D’une part, il résulte de l’ensemble des écritures produites pour M. C... en première instance que ses conclusions fondées sur l’article 37 de la loi du 10 juillet 1991 devaient être regardées comme présentées en faveur de son conseil, Me B.... D’autre part, il ressort du jugement attaqué que l’Etat avait, en première instance, la qualité de partie perdante. Par ailleurs, l’arrêté litigieux a été annulé sur le fondement d’un moyen soulevé par l’avocate de M. C..., désignée au titre de l’aide juridictionnelle. Au vu de l’ensemble des circonstances de l’espèce, il y avait lieu de mettre à la charge de l’Etat la somme de 1 500 euros alors demandée par Me B... sur le fondement des dispositions de l’article 37 de la loi du 10 juillet 1991, sous réserve qu’elle renonce à percevoir la part contributive de l’Etat à la mission d’aide juridique qui lui a été confiée en première instance.
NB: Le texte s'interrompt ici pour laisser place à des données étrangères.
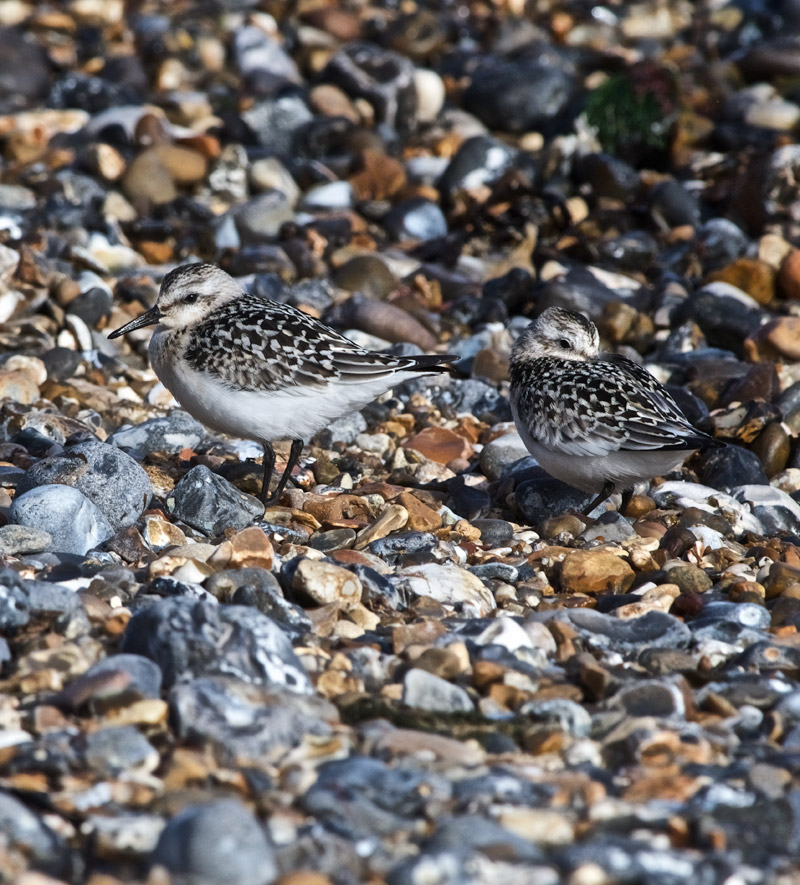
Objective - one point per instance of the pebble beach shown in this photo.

Il résulte de ce qui précède, et sans qu’il soit besoin d’examiner l’autre moyen de la requête, que Mme B... est fondée à soutenir que c’est à tort que, par l’article 2 du jugement attaqué, le tribunal a rejeté sa demande présentée sur le fondement des dispositions de l’article 37 de la loi du 10 juillet 1991 et à demander que la somme de 1 500 euros soit mise à la charge de l’Etat à ce titre.

Il n’y a pas lieu dans les circonstances de l’espèce de faire droit aux conclusions présentées par Mme B..., en application de l’article L. 761-1 du code de justice administrative, au titre des frais exposés en appel.


DÉCIDE :


Article 1er : L’Etat versera à Mme B... la somme de 1 500 euros en application de l’article 37 de la loi du 10 juillet 1991, sous réserve qu’elle renonce à percevoir la part contributive de l’Etat à la mission d’aide juridique qui lui a été confiée.

Article 2 : L’article 2 du jugement n° 2202645 du tribunal administratif de Lyon du 16 juillet 2024 est annulé.

Article 3 : Le surplus des conclusions de Mme B... est rejeté.

Article 4 : Le présent arrêt sera notifié à Mme D... B... et au garde des sceaux, ministre de la justice.


Délibéré après l’audience du 22 janvier 2026, où siégeaient :
M. Philippe Arbarétaz, président de chambre,
Mme Camille Vinet, présidente-assesseure,
Mme Sophie Corvellec, première conseillère.








Rendu public par mise à disposition au greffe le 19 février 2026.

La rapporteure,

S. F...
Le président,

Ph. Arbarétaz

La greffière,

F. Bossoutrot



La République mande et ordonne au garde des sceaux, ministre de la justice en ce qui le concerne ou à tous commissaires de justice à ce requis en ce qui concerne les voies de droit commun contre les parties privées, de pourvoir à l’exécution de la présente décision.